The Problem with Manual Firewall Management

If you've been managing NSX Distributed Firewall policies through the GUI, you know the pain. Tracking who changed what, keeping policies consistent across environments, and managing multiple tenants quickly becomes a mess. I've been there - clicking through the NSX Manager interface, copy-pasting rules between environments, and hoping nothing breaks in production.

There had to be a better way, so I built a framework to handle this properly.

Enter NSX-DFW-Framework

I recently published NSX-DFW-Framework - a Terraform-based approach to managing NSX firewall policies as code. The core idea is simple: your security policies should live in YAML files that get version controlled, reviewed, and deployed like any other infrastructure code.
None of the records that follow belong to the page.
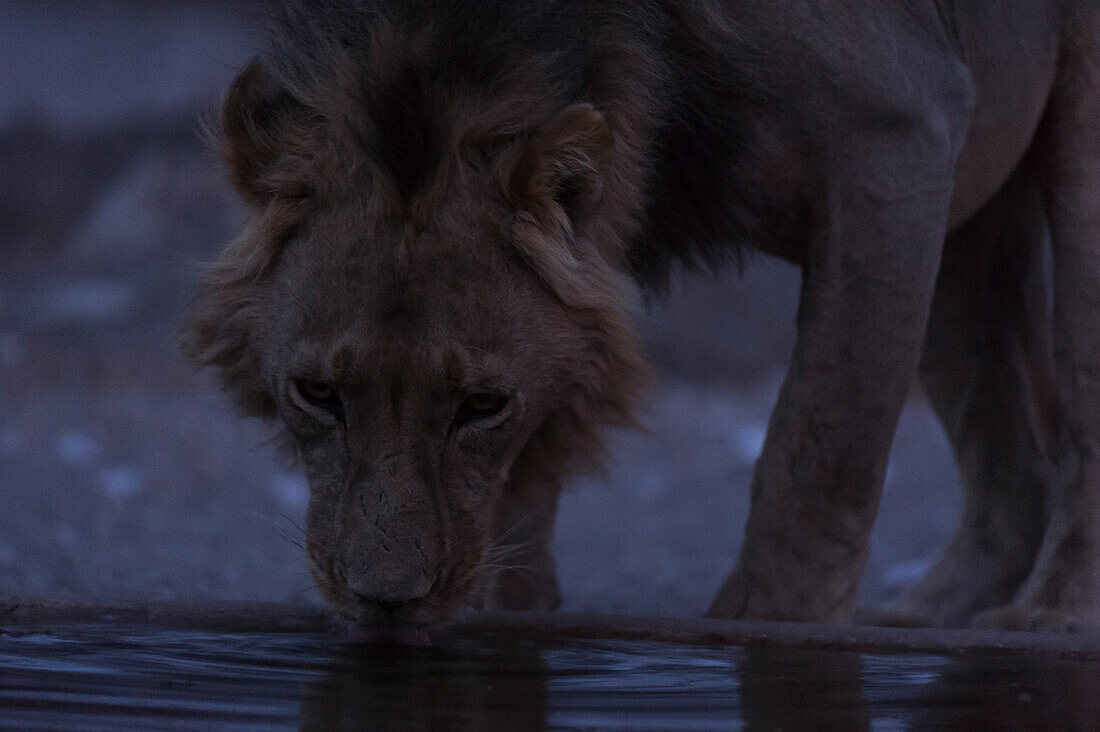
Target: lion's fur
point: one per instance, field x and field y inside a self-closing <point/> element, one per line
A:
<point x="530" y="168"/>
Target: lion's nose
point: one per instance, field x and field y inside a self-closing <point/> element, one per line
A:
<point x="388" y="587"/>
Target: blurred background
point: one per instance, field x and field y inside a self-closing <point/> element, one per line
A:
<point x="124" y="474"/>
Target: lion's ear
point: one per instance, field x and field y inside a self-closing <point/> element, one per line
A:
<point x="563" y="168"/>
<point x="257" y="119"/>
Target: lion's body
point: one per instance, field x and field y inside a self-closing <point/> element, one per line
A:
<point x="451" y="197"/>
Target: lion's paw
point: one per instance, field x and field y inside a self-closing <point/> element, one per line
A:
<point x="1016" y="618"/>
<point x="890" y="618"/>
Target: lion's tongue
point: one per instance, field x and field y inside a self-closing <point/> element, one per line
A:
<point x="387" y="633"/>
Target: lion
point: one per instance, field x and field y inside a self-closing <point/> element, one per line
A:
<point x="457" y="210"/>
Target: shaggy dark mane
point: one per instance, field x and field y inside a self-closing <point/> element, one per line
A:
<point x="694" y="209"/>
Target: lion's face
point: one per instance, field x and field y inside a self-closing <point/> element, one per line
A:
<point x="433" y="354"/>
<point x="411" y="369"/>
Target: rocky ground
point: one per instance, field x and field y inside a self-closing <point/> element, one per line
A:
<point x="124" y="474"/>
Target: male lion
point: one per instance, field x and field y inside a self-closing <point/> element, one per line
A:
<point x="454" y="207"/>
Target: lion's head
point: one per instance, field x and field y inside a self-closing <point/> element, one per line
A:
<point x="429" y="296"/>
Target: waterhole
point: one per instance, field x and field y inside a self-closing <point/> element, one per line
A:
<point x="118" y="677"/>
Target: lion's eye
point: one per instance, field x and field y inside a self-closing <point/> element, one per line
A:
<point x="320" y="394"/>
<point x="480" y="406"/>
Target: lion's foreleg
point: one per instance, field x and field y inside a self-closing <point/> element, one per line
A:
<point x="1063" y="591"/>
<point x="867" y="290"/>
<point x="988" y="368"/>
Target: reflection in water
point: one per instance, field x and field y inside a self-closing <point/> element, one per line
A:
<point x="424" y="688"/>
<point x="802" y="688"/>
<point x="112" y="677"/>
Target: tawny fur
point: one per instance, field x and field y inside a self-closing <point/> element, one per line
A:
<point x="449" y="197"/>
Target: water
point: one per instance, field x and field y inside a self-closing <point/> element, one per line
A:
<point x="111" y="677"/>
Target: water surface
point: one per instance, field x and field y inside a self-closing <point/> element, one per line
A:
<point x="111" y="677"/>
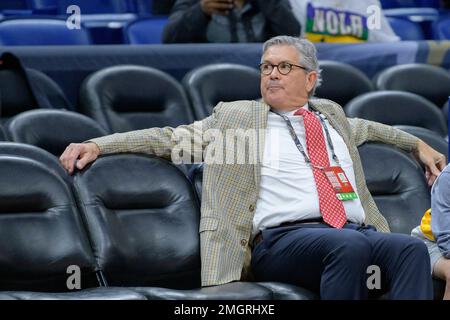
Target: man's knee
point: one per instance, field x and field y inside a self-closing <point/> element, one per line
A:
<point x="417" y="247"/>
<point x="357" y="249"/>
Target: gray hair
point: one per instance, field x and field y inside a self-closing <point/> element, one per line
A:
<point x="307" y="52"/>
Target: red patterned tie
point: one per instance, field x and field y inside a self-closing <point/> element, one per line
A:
<point x="331" y="207"/>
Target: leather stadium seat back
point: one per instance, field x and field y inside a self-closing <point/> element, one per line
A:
<point x="40" y="32"/>
<point x="53" y="130"/>
<point x="40" y="155"/>
<point x="441" y="27"/>
<point x="206" y="86"/>
<point x="436" y="142"/>
<point x="143" y="220"/>
<point x="145" y="31"/>
<point x="342" y="82"/>
<point x="17" y="96"/>
<point x="397" y="108"/>
<point x="407" y="30"/>
<point x="3" y="136"/>
<point x="124" y="98"/>
<point x="445" y="111"/>
<point x="428" y="81"/>
<point x="397" y="184"/>
<point x="41" y="232"/>
<point x="53" y="92"/>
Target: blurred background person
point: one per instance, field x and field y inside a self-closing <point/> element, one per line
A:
<point x="229" y="21"/>
<point x="343" y="21"/>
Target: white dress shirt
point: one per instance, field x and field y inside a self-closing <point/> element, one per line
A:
<point x="288" y="190"/>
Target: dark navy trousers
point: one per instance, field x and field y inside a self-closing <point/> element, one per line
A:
<point x="334" y="262"/>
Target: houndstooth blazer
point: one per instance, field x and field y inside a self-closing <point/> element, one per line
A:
<point x="230" y="191"/>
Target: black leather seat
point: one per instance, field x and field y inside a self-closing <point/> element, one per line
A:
<point x="445" y="111"/>
<point x="399" y="189"/>
<point x="124" y="98"/>
<point x="428" y="81"/>
<point x="2" y="134"/>
<point x="342" y="82"/>
<point x="53" y="130"/>
<point x="143" y="219"/>
<point x="18" y="97"/>
<point x="397" y="108"/>
<point x="206" y="86"/>
<point x="40" y="155"/>
<point x="435" y="141"/>
<point x="41" y="233"/>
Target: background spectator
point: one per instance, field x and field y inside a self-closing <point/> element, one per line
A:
<point x="229" y="21"/>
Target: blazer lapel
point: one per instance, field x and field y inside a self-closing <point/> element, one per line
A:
<point x="259" y="114"/>
<point x="332" y="119"/>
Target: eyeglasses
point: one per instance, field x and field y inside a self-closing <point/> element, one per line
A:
<point x="284" y="68"/>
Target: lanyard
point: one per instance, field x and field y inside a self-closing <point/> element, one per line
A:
<point x="299" y="145"/>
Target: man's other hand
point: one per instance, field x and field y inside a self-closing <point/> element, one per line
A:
<point x="222" y="7"/>
<point x="79" y="154"/>
<point x="434" y="161"/>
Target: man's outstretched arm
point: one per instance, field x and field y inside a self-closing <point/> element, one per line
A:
<point x="155" y="141"/>
<point x="365" y="131"/>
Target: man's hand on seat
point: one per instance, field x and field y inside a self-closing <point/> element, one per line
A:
<point x="222" y="7"/>
<point x="80" y="154"/>
<point x="434" y="161"/>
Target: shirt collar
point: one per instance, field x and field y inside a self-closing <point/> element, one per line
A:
<point x="291" y="113"/>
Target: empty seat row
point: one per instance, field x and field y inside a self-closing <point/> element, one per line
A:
<point x="93" y="30"/>
<point x="87" y="6"/>
<point x="123" y="98"/>
<point x="129" y="224"/>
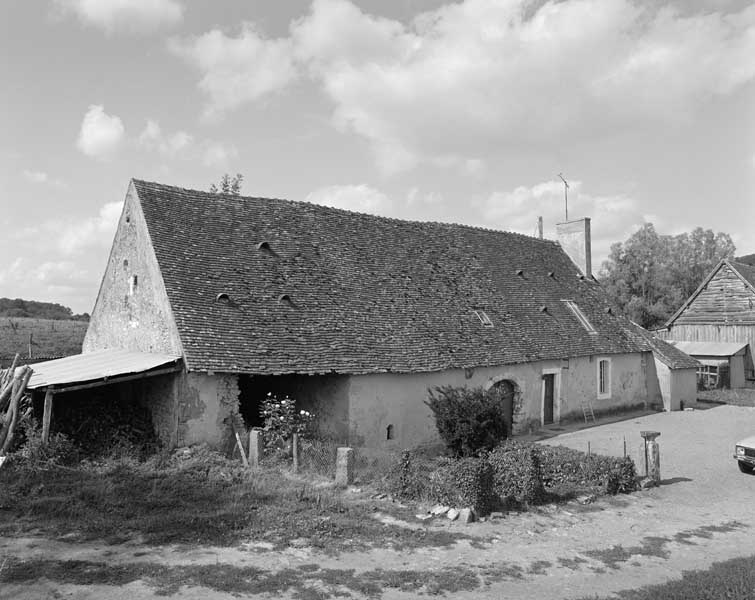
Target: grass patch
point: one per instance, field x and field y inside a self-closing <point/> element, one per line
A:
<point x="730" y="580"/>
<point x="615" y="556"/>
<point x="217" y="505"/>
<point x="311" y="582"/>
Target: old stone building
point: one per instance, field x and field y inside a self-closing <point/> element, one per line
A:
<point x="355" y="316"/>
<point x="716" y="325"/>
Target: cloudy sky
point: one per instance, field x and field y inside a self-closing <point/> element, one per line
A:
<point x="420" y="109"/>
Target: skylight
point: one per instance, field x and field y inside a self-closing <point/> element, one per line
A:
<point x="484" y="318"/>
<point x="580" y="316"/>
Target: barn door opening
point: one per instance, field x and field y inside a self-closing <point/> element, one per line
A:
<point x="505" y="391"/>
<point x="549" y="388"/>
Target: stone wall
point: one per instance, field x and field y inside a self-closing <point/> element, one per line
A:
<point x="398" y="400"/>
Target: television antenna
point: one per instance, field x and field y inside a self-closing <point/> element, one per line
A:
<point x="566" y="196"/>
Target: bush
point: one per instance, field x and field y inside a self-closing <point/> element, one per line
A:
<point x="33" y="455"/>
<point x="517" y="473"/>
<point x="283" y="419"/>
<point x="469" y="421"/>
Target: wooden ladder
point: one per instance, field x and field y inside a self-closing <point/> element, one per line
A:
<point x="587" y="410"/>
No more mystery about when a rule was added or who approved it. Your Git history becomes your audit trail.

How It Actually Works

The framework uses a tenant-centric model. Each tenant gets two YAML files:

inventory.yaml - This is where you define your infrastructure:

  • VMs and their roles (web servers, databases, etc.)
  • Consumer and provider groups (which apps need to talk to what)
  • IP groups for external systems
  • Custom services if you need protocols beyond the standard ports

authorized-flows.yaml - This defines your actual security policies:

  • Which consumers can access which providers
  • What protocols and ports are allowed
  • Emergency access rules for break-glass scenarios

The framework handles the hard parts - maintaining rule order in NSX, creating hierarchical tags, and processing policies in the right sequence.

Policy Ordering That Makes Sense

Here's something that trips people up with NSX - rule order matters. A lot. The framework handles this with three policy levels:

  1. Emergency policies (Sequence 1) - Your break-glass rules go here
  2. Environment policies (Sequence 2) - Cross-environment traffic controls
  3. Application policies (Sequence 3+) - Processed in exactly the order you define them in YAML

When you reorder rules in your YAML file, the framework updates NSX accordingly without destroying and recreating policies. This was surprisingly tricky to get right with the Terraform provider.

Real-World Example

The repository includes a reference tenant (wld01) that shows a typical setup:

  • Three-tier web application (web, app, database tiers)
  • Active Directory infrastructure
  • Monitoring systems that need broad access
  • Development environment with different security requirements

You can copy this structure and adapt it to your environment. The naming conventions are documented, but the basic pattern is straightforward - organize by tenant, environment, application, and component.

Getting Started

If you want to try this out:

git clone https://github.com/vkernel/NSX-DFW-Framework.git
cd NSX-DFW-Framework
cp terraform.tfvars.example terraform.tfvars

Edit terraform.tfvars with your NSX Manager details, then:

terraform init
terraform plan  # Always review what will change
terraform apply

Start with the reference tenant to understand how everything fits together, then create your own tenant files.

Things to Know

A few gotchas I ran into while building this:

VM Names Must Match The VM names in your YAML files need to match exactly what's in NSX inventory. If NSX sees "web-server-01" and your YAML says "web-server-1", it won't work.

Emergency Policies and NSX Projects Emergency policies don't function properly within NSX Projects due to platform limitations. If you're using Projects for additional isolation, you'll need to handle emergency access differently.

ALG Services The Terraform provider has issues with ALG services, so they get rendered as regular TCP services. Not ideal, but it works for most cases.

Why This Approach

You might wonder why not use NSX-T Policy API directly or some other tool. I tried those approaches. Terraform gave the best balance of:

  • State management (knowing what's currently deployed)
  • Change planning (seeing what will change before applying)
  • Provider ecosystem (easy to integrate with other infrastructure)
  • Team familiarity (most infrastructure teams already know Terraform)

The framework is opinionated about structure because that's what makes it maintainable. You can customize the YAML schema if needed, but the default patterns work well for multi-tenant environments.

What's Next

This is the first public release. I'm using it in production, but there's room for improvement:

  • Better validation of YAML before Terraform runs
  • Support for more complex context profiles
  • Enhanced CI/CD examples
  • Performance optimizations for large rule sets

If you're managing NSX security at scale, give it a try. The repository includes detailed documentation, troubleshooting guides, and the full reference implementation.

And if you find bugs or have suggestions, open an issue on GitHub.